Online supplemental material
Fig. S1 (related to Fig. 1) shows RNA-Seq analysis of CDK4/6 activity–regulated genes in MCF10A cells. Fig. S2 (related to Fig. 2) presents analysis of replisome disassembly and DNA replication after LRR1 loss. Fig. S3 (related to Fig. 3) shows suppression of DNA replication after LRR1 loss is not due to DNA damage signaling. Fig. S4 (related to Fig. 3) presents control experiments supporting the defective recycling model. Fig. S5 (related to Fig. 4) presents analysis of the G2/M checkpoint and under-replicated DNA after LRR1 loss. Table S1 shows raw RNA-Seq read counts for all genes and samples. Table S2 presents results from differential expression analysis of RNA-Seq experiments. Table S3 lists CDK4/6 activity-dependent genes and their manually annotated function. Table S4 lists target genes of E2F1, FOXM1, and MYBL2 identified from an analysis of publicly available ChIP-Seq results (ENCODE). Table S5 provides sequences of crRNAs and siRNAs used in this study.

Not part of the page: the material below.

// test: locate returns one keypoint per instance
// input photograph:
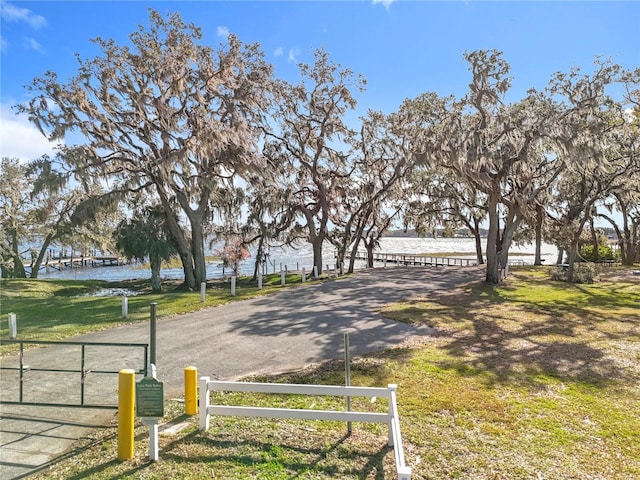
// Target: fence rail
(416, 259)
(391, 417)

We thank Mingyu Chung, Hee Won Yang, Katie Ferrick, Leighton Daigh, Lindsey Pack, Yumi Ida, and Tinghuan Chen for help with reagents and cell lines; members of the Meyer laboratory and Tomek Swigut for feedback and technical support; the Stanford Shared FACS Facility for cell sorting; and the Stanford Functional Genomics Facility for performing RNA-Seq.

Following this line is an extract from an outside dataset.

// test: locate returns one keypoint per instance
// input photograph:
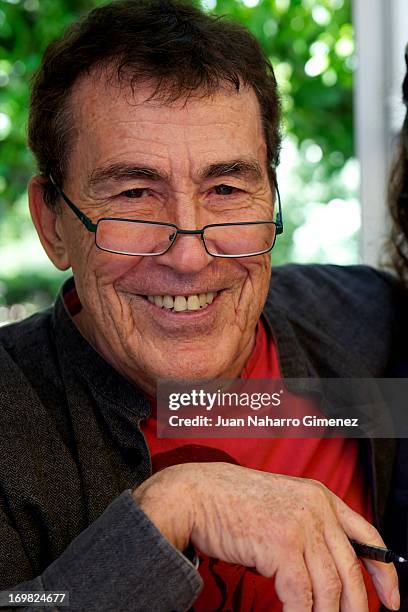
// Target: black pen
(377, 553)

This work was funded by a National Institute of General Medical Sciences R35 grant GM127026. Y. Fan was supported by the Stanford Graduate Fellowship and the Stanford Center for Systems Biology. M.S. Köberlin was supported by a postdoctoral fellowship from the Human Frontiers Science Program Organization. C. Liu and N. Ratnayeke were supported by a National Science Foundation Graduate Research Fellowship.
The authors declare no competing financial interests.
Author contributions: conceptualization, Y. Fan and T. Meyer; methodology, Y. Fan, M.S. Köberlin, N. Ratnayeke, C. Liu, M. Deshpande, J. Gerhardt, and T. Meyer; investigation, Y. Fan, M.S. Köberlin, N. Ratnayeke, C. Liu, and M. Deshpande; formal analysis, Y. Fan; writing, Y. Fan and T. Meyer; visualization, Y. Fan; supervision, J. Gerhardt and T. Meyer; funding acquisition, T. Meyer.
C. Liu’s present address is Department of Discovery Oncology, Genentech, Inc., South San Francisco, CA.